Nous étions en relation gagnant-gagnant : j'avais accepté son prix, et elle avait accepté le boulot, de l'ultra-libéralisme 100% capitaliste sans garantie du gouvernement. Mais ce n'est pas cela qui l'a fait partir. A un moment, elle a trouvé quelque chose qui, pour elle, a justifié la rupture de l'accord : quelque chose qui augmentait à ses yeux le coût de son travail, ne le rendait plus rentable pour elle. Ce quelque chose, au fond d'un placard, caché par les vêtements, c'était un godmichet tout à fait standard.
Quand je l'ai compris, ça m'a énormément amusé : j'ai couru à la fenêtre, l'ai rappelée alors qu'elle avait déjà démarré, et lui ai demandé si c'était bien cet objet que je lui montrais la source du problème :
- "Non posso, non posso, mi scusa, mi scusa..."
et elle est partie.
Bien sûr, cette femme a tout à fait le droit de refuser de travailler dans un endroit où on trouve un godmichet caché au fond d'un placard. Sa réaction trop émotive montrait certainement un problème psychologique, mais c'est son problème à elle, qui ne remet pas en cause son droit de faire son choix. Peut-être son mari lui reprochera-t-il d'avoir perdu de l'argent pour quelque chose d'aussi banal, ce n'est pas certain, mais de toute façon ce n'est pas à moi de lui en tenir grief : dans ce monde ultra-libéral elle est libre.
Une autre analyse est cependant tout aussi possible.

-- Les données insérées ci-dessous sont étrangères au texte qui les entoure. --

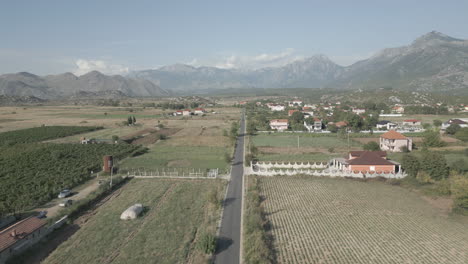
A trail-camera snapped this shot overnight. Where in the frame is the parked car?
[37,211,47,218]
[59,199,73,207]
[59,189,71,198]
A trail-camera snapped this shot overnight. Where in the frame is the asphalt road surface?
[215,112,245,264]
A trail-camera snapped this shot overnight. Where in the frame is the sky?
[0,0,468,75]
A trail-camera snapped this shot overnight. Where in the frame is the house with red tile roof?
[288,109,299,116]
[270,119,289,131]
[403,119,421,126]
[331,151,401,173]
[380,130,413,152]
[0,216,47,263]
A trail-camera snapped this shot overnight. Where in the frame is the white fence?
[249,162,406,179]
[251,161,328,169]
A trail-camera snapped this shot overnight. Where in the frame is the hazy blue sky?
[0,0,468,74]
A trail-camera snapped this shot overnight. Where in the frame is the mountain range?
[129,31,468,91]
[0,31,468,99]
[0,71,169,99]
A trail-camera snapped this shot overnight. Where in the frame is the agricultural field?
[258,177,468,263]
[250,133,362,162]
[43,179,225,264]
[0,143,139,215]
[120,108,240,170]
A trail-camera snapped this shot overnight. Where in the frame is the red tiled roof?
[348,151,395,165]
[335,121,348,127]
[0,216,46,252]
[380,130,406,139]
[270,119,288,123]
[349,150,387,158]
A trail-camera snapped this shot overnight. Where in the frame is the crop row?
[0,126,102,147]
[260,177,468,263]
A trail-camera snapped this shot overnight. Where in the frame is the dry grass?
[260,177,468,264]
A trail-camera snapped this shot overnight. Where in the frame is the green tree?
[401,154,421,177]
[422,130,445,148]
[289,111,304,126]
[362,141,380,151]
[327,124,338,133]
[445,124,461,135]
[421,151,449,181]
[455,127,468,142]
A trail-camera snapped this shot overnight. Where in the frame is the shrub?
[362,141,380,151]
[197,233,216,254]
[445,124,461,135]
[455,127,468,142]
[401,154,421,177]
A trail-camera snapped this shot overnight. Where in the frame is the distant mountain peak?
[411,30,463,46]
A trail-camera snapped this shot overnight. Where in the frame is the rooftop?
[380,130,407,139]
[348,151,395,165]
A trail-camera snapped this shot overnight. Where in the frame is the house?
[270,119,288,131]
[194,108,206,115]
[289,100,302,107]
[304,117,322,132]
[330,151,401,173]
[352,108,366,115]
[380,130,413,152]
[441,119,468,130]
[375,120,397,130]
[392,105,405,114]
[0,216,47,263]
[335,121,348,128]
[403,119,421,126]
[267,104,285,111]
[288,109,299,116]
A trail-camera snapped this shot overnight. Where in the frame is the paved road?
[215,111,245,264]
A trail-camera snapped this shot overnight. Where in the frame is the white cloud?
[73,59,129,76]
[330,52,374,66]
[187,48,304,69]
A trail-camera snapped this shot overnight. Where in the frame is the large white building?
[270,119,288,131]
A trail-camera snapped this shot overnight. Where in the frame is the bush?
[421,152,449,181]
[197,233,216,254]
[422,131,446,148]
[362,141,380,151]
[445,124,461,135]
[455,127,468,142]
[401,154,421,178]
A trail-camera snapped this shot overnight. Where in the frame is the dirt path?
[33,178,99,218]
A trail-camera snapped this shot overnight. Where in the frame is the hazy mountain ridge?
[0,71,169,99]
[129,31,468,91]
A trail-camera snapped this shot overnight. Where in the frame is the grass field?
[260,177,468,263]
[43,179,224,264]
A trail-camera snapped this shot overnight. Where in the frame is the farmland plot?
[43,179,224,264]
[260,177,468,263]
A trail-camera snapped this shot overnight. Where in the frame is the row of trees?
[0,143,140,216]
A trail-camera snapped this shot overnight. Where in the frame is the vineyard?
[259,177,468,263]
[0,126,101,146]
[0,143,140,218]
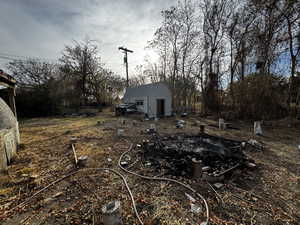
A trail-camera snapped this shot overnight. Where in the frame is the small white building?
[123,82,172,117]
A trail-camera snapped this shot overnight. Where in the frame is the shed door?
[156,99,165,117]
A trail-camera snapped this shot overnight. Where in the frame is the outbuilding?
[0,70,20,172]
[123,82,172,118]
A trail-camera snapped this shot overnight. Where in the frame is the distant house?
[123,82,172,117]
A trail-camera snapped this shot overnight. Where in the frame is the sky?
[0,0,176,76]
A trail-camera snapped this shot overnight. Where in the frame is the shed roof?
[124,82,171,99]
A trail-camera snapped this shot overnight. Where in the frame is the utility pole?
[119,47,133,87]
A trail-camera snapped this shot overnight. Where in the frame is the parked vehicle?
[115,103,138,116]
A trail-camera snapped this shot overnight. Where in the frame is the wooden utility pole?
[119,47,133,87]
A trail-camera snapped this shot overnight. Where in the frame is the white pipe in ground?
[102,201,123,225]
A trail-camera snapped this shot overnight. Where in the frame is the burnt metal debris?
[141,133,253,177]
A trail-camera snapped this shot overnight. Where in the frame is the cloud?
[0,0,175,75]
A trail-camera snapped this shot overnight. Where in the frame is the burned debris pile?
[141,133,254,177]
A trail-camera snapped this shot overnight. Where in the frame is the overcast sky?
[0,0,176,76]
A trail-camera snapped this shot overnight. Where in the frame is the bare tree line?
[7,39,125,117]
[4,0,300,119]
[143,0,300,117]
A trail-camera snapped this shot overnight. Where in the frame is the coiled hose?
[118,144,209,225]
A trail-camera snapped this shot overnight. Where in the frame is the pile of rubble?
[140,133,255,177]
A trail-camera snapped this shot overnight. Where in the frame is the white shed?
[123,82,172,117]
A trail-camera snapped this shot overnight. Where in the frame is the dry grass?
[0,112,300,225]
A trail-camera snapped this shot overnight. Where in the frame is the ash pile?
[141,133,255,177]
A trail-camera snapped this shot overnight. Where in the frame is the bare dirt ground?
[0,112,300,225]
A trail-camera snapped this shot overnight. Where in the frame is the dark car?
[115,103,138,116]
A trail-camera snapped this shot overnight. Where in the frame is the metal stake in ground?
[119,47,133,87]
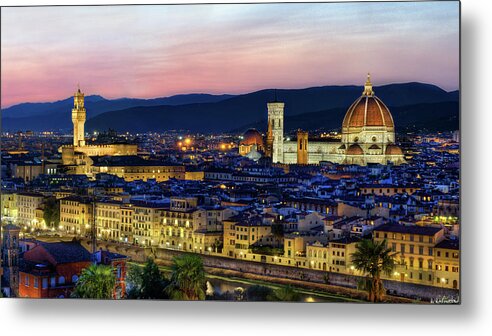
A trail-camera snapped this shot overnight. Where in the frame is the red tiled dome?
[342,74,395,130]
[345,144,364,155]
[342,96,395,128]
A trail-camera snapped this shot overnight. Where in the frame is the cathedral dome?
[345,144,364,155]
[385,145,403,155]
[240,128,263,147]
[342,75,395,130]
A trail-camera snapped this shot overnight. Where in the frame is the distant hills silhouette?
[2,82,459,133]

Tout d'abord, par quelques coup de téléphone, j'ai pu rapidement apprendre qu'elle était très probablement Témoin de Jéhovah, donc victime d'une "religion" oppressive. Parler de sa liberté dans ce cadre est totalement déplacé : elle n'est plus libre du tout, mais conditionnée et sous pression permanente. Là encore, c'est son problème.

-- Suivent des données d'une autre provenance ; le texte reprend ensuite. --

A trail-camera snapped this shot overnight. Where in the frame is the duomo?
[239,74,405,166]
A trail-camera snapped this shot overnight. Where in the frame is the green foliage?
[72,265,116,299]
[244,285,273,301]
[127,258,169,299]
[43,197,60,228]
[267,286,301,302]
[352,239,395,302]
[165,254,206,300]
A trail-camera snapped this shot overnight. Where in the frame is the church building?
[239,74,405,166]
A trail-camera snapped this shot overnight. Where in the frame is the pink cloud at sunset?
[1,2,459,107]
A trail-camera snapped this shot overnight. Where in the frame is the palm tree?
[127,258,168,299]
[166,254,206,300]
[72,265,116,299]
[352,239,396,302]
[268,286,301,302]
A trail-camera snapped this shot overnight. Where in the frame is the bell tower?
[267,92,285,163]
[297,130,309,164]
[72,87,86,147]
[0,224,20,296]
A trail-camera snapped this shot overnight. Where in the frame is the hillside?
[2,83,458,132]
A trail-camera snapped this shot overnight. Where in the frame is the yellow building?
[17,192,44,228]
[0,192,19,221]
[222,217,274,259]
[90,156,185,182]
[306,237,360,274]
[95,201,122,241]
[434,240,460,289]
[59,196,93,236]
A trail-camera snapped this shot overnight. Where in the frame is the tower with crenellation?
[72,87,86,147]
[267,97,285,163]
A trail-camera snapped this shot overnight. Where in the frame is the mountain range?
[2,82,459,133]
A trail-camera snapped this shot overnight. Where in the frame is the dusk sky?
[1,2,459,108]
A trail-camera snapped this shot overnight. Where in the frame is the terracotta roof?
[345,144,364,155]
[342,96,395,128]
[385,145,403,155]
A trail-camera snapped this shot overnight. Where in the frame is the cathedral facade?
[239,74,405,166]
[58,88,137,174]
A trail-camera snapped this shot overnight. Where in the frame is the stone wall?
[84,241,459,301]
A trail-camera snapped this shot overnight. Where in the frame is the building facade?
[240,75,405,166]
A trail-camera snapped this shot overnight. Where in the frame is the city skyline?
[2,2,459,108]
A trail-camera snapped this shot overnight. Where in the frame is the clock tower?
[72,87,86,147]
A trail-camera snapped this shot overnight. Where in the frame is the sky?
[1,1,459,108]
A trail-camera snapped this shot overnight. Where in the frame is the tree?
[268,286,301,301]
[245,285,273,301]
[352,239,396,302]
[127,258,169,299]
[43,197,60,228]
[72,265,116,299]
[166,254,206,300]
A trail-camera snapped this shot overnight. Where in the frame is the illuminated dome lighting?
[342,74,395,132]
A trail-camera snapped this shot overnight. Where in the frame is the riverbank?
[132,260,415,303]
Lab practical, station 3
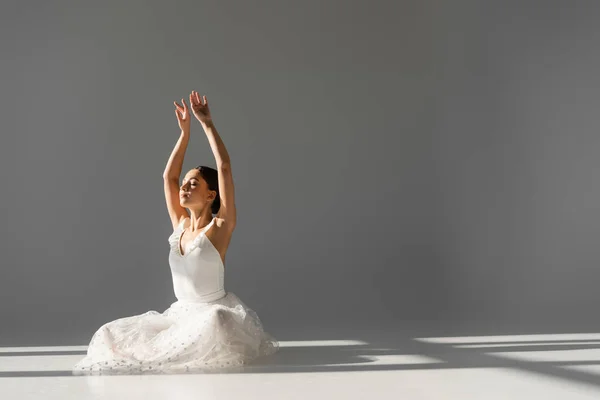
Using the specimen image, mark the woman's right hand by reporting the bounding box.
[173,99,191,133]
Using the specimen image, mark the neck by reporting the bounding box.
[188,208,213,232]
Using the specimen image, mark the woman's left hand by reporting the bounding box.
[190,90,212,124]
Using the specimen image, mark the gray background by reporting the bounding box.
[0,0,600,345]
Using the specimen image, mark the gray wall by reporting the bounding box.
[0,0,600,344]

Ce qui n'est plus seulement son problème, mais devient le mien, c'est que cette "religion" et les autres font du prosélytisme, cherchent à s'imposer aux autres, et influent sur leurs rapports avec moi. L'exemple de ce matin n'est qu'anecdotique, le chantage n'était que : "pas de godmichet, ou (XOR) pas de travail". Il en est d'autres qui sont plus tragiques : "fais ceci ou je te (fouette | mutile | torture | égorge | etc.)". Il est amusant que l'anecdote de ce matin ai concerné un objet érotique, parce que cette obsession humaine du contrôle de la vie des autres se retrouve principalement au niveau de leur vie sexuelle : "la (fellation | levrette | sodomie | etc.) c'est mal et doit être condamnée sévèrement".
Dave Geary résume en disant que l'essentiel est "la lutte pour le contrôle des ressources qui permettent la survie et la reproduction", et les ressources les plus essentielles, chez les humains, ce sont les autres humains, qu'il faudra contrôler, limiter, manipuler, etc. Contrôler la vie sexuelle des autres, surtout mais pas seulement des proches génétiquement, est essentiel pour la propagation de ses propres gènes.

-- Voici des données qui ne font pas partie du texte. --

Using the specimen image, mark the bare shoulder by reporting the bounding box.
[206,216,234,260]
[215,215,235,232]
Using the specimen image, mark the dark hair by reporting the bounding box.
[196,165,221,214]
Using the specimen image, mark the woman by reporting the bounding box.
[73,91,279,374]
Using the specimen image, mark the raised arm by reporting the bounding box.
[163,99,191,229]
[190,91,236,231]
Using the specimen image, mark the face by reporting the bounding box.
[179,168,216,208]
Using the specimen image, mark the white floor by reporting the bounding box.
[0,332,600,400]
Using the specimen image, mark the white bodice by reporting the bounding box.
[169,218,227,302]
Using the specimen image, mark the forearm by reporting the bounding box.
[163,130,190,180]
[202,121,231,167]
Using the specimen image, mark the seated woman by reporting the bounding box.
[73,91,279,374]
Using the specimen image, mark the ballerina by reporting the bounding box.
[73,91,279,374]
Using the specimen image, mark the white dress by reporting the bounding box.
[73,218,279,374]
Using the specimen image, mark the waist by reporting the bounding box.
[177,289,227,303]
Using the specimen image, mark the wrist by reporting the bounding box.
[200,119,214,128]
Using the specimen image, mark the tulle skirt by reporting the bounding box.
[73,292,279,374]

L'anecdote de ce matin peut donc être vue comme un exemple, amusant, de cette obsession humaine. Cette dernière se retrouve à tous les niveaux de la vie : on peut citer le mariage ("si tu me donnes le contrôle de ton potentiel reproductif tu auras mes ressources et mes gènes"), tous les contrats sur la durée (exemple : contrats de travail exclusifs), les religions ("si tu veux avoir (le paradis | les 72 vierges | les raisins blancs | etc.) tu fais ce que je te dis"), etc.
En d'autres termes : la liberté implique la concurrence, et la programmation humaine est de restreindre cette concurrence, donc la liberté. On n'en sort pas.
Il y a des jours où l'objectif "Chacun sa vie" me paraît bien utopique.